England is now one of the few places on Earth where water is almost entirely in corporate ownership, run mostly by private equity or foreign investment firms which flush their profits out of Britain and into overseas tax havens.
Other countries have been busy renationalising their water services in the wake of neoliberal crookery and failure. In Paris and other French cities, remunicipalisation has meant more democratic control, improved quality and lower prices. Cities and towns in Germany, the US, Africa and Asia report the same results.
In the Netherlands, private production and distribution of drinking water has been outlawed. Pioneering models of social and co-operative ownership have been launched in Argentina and Peru, where once US-led consortiums of multinational corporations sucked the industry dry.
Italy overwhelmingly rejected water privatisation in a referendum in 2011, much to the annoyance of EU commissioners. The Italians might have been forced to hold another referendum, had not the winning share of the poll been 96 per cent.
In England, meanwhile, the profiteers have turned water into a torrent of dosh for themselves and an intermittent flow of grey liquid for householders. Study after study has exposed the rampant greed and murkiness that characterise the industry.
An Open University report in 2014 found that in most years Thames Water shareholders were reaping dividends higher than the company’s profits, doubling corporate debt in order to fund the difference. Obviously, nobody in the boardroom was sacked, demoted or — as might once have happened in China — executed.
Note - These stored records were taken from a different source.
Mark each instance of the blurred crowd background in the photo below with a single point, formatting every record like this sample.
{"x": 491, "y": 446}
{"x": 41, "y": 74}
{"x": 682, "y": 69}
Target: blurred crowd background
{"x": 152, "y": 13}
According to Greenwich University, the nine main English water companies have made almost £19 billion in profits in the past decade, after tax-dodging.
Of this, £18bn has drained away in dividends. Capital investment is financed by a growing mountain of debt, all of which will be dumped on consumers with interest.
The National Audit Office found that the water pirates had swallowed a tax and interest windfall of £1.2bn that could have been used to cut bills, which have risen in real terms — over and above inflation — by 40 per cent since 1989.
Naturally, regulator Ofwat has utterly failed to protect the interests of consumers and the environment, defending privatisation and astronomic levels of executive pay, dividends, debts and price rises instead.
The Tory government’s response has been a Water Act ending regional monopolies in supply to business across England, while still selling the same water.
All the more reason why the Labour leadership must stand firm in its determination to take the whole industry back into public ownership.
Without the sharks, our water services will be better managed, less expensive and more secure as low-interest investment plugs the holes and finally constructs a comprehensive water grid.